愛したいものがあるのは幸せなはず、だけど
家族や仕事、夢など、とても愛している存在が、一方で他の愛したいものへの足枷になってしまう。
大人になって大切なものが増えた時に、このような葛藤を抱えた経験をお持ちの方もいらっしゃるのではないでしょうか?
たとえば。
パートナーとの時間は大切にしたいけど、もう少し仕事を頑張りたい。
子どもは命より大切だけど、自分自身のやりたいこともある…などなど。
愛するもの、大切なものがたくさんあるというのは、本来とっても幸せなことです。
ですが、そのすべてをきちんと扱いたい、誠実に向き合いたい。
そう思うからこそ、色々なものを抱えることが苦しく感じてしまうこともあるのかと思います。
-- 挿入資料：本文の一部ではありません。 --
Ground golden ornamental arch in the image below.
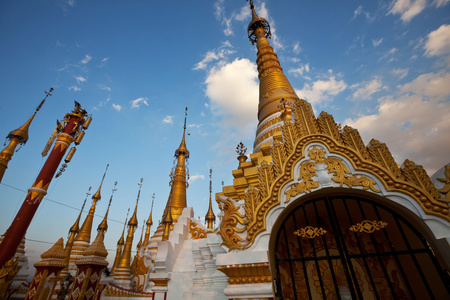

この葛藤に苦しむ人って、中途半端が許せなかったり、愛する対象には存分にエネルギーを注ぎたいという情熱家なんですね。
なぜなら、始めから「自分のできる範囲のことで充分だ」と思うなら、このような葛藤は生まれないからです。
そして、二兎三兎を求めてしまうくらいのバイタリティの持ち主ともいえるのかもしれません。
そのような方が、いろいろな“愛したいもの”をぜんぶ上手に愛するために、この記事がお役に立てれば幸いです。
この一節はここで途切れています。